There is question by the almost the same name already: What is the best regular expression to check if a string is a valid URL
I don\'t understand this stackoverflow
After reading RFC 3986, I have to say I was wrong. That regexp is fully working (that I know). First mistake I had was syntax of IPv6 addresesses, they are put around [], and second was about example.org: (note trailing double dot :). But as the RFC says scheme can have dots in it, so it's also valid.
So that's valid RFC way to do it, but people will usually (as I will) need to modify it to only accept some schemas.
Well, if you look at it, the specification is broken down into "chunks". That's how I'd suggest building the regex so that it's easier to read, more maintainable and understandable. So, the parts of the regex are (Optional are italicized):
So, we need to build a regex sub-part for each.
Scheme:
$scheme = "[a-z][a-z0-9+.-]*";
Username/Password:
$username = "([^:@/](:[^:@/])?@)?";
Domain or IP Address:
Now, we need to build up the 3 possible hosts:
Domain Name:
$segment = "([a-z][a-z0-9-]*?[a-z0-9])";
$domain = "({$segment}\.)*{$segment}";
IPv4:
$segment = "([0|1][0-9]{2}|2([0-4][0-9]|5[0-5]))";
$ipv4 = "({$segment}\.{$segment}\.{$segment}\.{$segment})";
IPv6:
$block = "([a-f0-9]{0,4})";
$rawIpv6 = "({$block}:){2,8}";
$ipv4sub = "(::ffff:{$ipv4})";
$ipv6 = "([({$rawIpv6}|{$ipv4sub})])";
Finally:
$host = "($domain|$ipv4|$ipv6)";
Port:
$port = "(:[\d]{1,5})?";
Path:
$path = "([^?;\#]*)?";
Query:
$query = "(\?[^\#;]*)?";
Anchor:
$anchor = "(\#.*)?";
And the final regex:
$regex = "#^{$scheme}://{$username}{$host}{$port}(/{$path}{$query}{$anchor}|)$#i";
Note that the /
is in the regex, and not the path part since path can be empty.

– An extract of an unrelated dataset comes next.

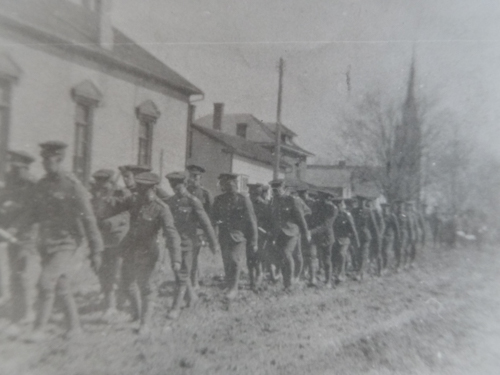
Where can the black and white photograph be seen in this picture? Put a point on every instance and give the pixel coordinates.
(249, 187)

Also note that I have not tested this. It should work, but definitely it needs confirming that each part is correct (as for what to expect in the url).
Also also note that this is only one way of doing it. You could use other tools that don't need regexp or a library or framework that'll be easier to maintain in the long run.
Best of luck
Thanks ircmaxell but I had to adjust a little the IPV6 regex for PHP to compile with preg_match.
I changed:
$ipv6 = "([({$rawIpv6}|{$ipv4sub})])";
To :
$ipv6 = "({$rawIpv6}|{$ipv4sub})";
Here's RFC that you can study: RFC 3986 - Uniform Resource Identifier (URI): Generic Syntax. Section 3.2.2 Host
is what you're looking for.
Unfortunately PHP's build-in function filter_var() doesn't support IPv6 syntax:
<?php
var_dump(filter_var('http://[2620:0:1cfe:face:b00c::3]:80/', FILTER_VALIDATE_URL));
// Output: boolean false